Bipolar disorder, often known as manic depression, is an illness marked by excessive emotional highs and lows. According to the South African Depression and Anxiety Group (Sadag), bipolar disorder affects up to 1% of the South African population.
Gracherd Peterson (56) from Cape Town accounts among the 1% of those living with bipolar disorder. He hopes to raise awareness and inspire others to seek help if they might need mental health support. Peterson was diagnosed with bipolar disorder in 1982.
“I wanted to study mechanical engineering but I could not finish matric as I had a phobia for school. My parents did not know what was wrong with me until I went to the clinic to get medication,” says Peterson.
What is bipolar disorder?
Dr Jacky Jenkins from the Eerste River Hospital tells Health For Mzansi that bipolar disorder is a mental illness involving episodes of serious *mania and depression. The person’s mood usually swings from overly “high” and irritable to sad and hopeless, and then back again, with periods of normal mood in between.
Meanwhile, Dr Cornecia McClean, also from the Eerste River Hospital, explains that bipolar disorder is a mental illness with two phases.
“In the manic phase you can be loud, busy and delusional. During the depressive phase you don’t feel like engaging, can feel sad, and sometimes sleep a lot. It is an illness that requires life-long treatment. If you don’t seek and continue with treatment, your condition can become worse and you can put yourself at risk,” explains McClean.

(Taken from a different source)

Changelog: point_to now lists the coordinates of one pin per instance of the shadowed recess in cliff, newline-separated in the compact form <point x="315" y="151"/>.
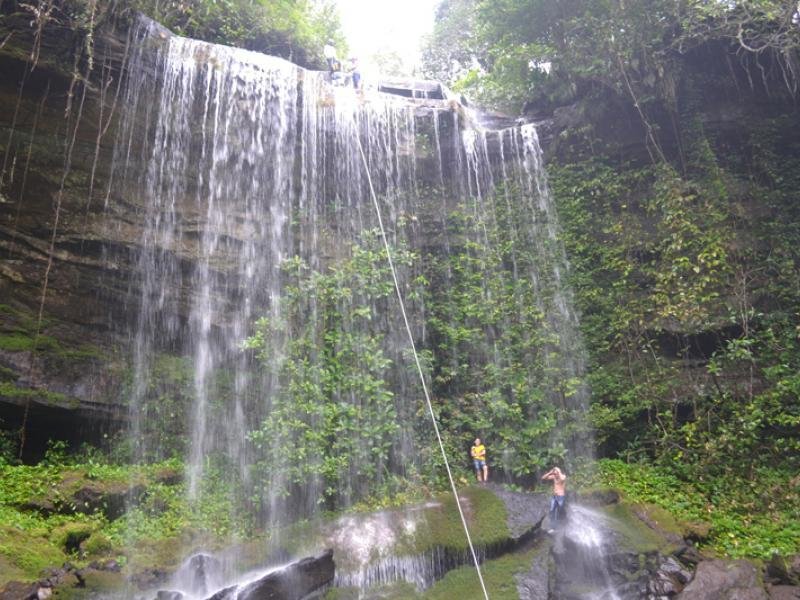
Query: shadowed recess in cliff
<point x="259" y="263"/>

Assessing and treating the condition
Sometimes seeking treatment requires the patient’s family to support them and take them to the clinic, explains advanced psychiatric nurse at Gustrfouw Clinic, Sister Carryn Stephens.
“When patients come to us, they are sometimes very guarded and it helps if a family member escorts them and can tell us what happened. We will talk to both the patient and the family member to assess their condition and to identify possible signs of mental health conditions, such as bipolar disorder.”
If you or someone you know lives with a mental health condition, you can go to your local clinic where a health worker will assess you and offer initial treatment.
According to Sadag, possible signs that you may need help or treatment for bipolar disorder, include:
- Needing little sleep yet having great amounts of energy.
- Talking so fast that others can’t follow your thinking.
- Having racing thoughts.
- Being so easily distracted that your attention shifts between many topics in just a few minutes.
- Having an inflated feeling of power, greatness or importance.
- Recurring thoughts of suicide or death.
- Severe depression may also include hallucination or delusion.
- Problems concentrating, remembering or making decision.
- Feeling slowed down or feeling too agitated to sit still.
- Feeling worthless of guilty or having very low self-esteem.
You can also contact Sadag to join a support group or for more information.
What’s food got to do with it?
We know that our food choices are important to maintain a healthy body and preventing disease. Expanding research now suggests nutrition could impact our mental health too, says Association for Dietetics in South Africa spokesperson Kelly Scholtz.
“Mental healthcare professionals are increasingly including a healthy diet as one of the essential steps in the management of mood disorders, and nutrition can play a role in protecting mental health during times of both acute and chronic stress,” adds Scholtz.
It is important to understand that the relationship between nutrition and mental health is complex, notes dietitian Kgadi Moabelo.
“Our physical health and mental well-being are inextricably linked. Therefore, when we eat well for our bodies, we’re inevitably also eating well for our minds.”
Moabelo adds that stress plays a big part in overeating, that leads to obesity. “Stress, through a complex pathway in the brain, can cause increased production of the ‘hunger hormone’ called ghrelin, which can lead to overeating,” she says.
“Stress can also lead to reduced physical activity, which over time sets you on a path to being overweight, obesity and metabolic syndrome resulting in the development of depression.”
*Health For Mzansi word of the the Day
Mania: According to Healthline, mania can be explained as a psychological condition that causes a person to experience unreasonable euphoria, very intense moods, hyperactivity and delusions.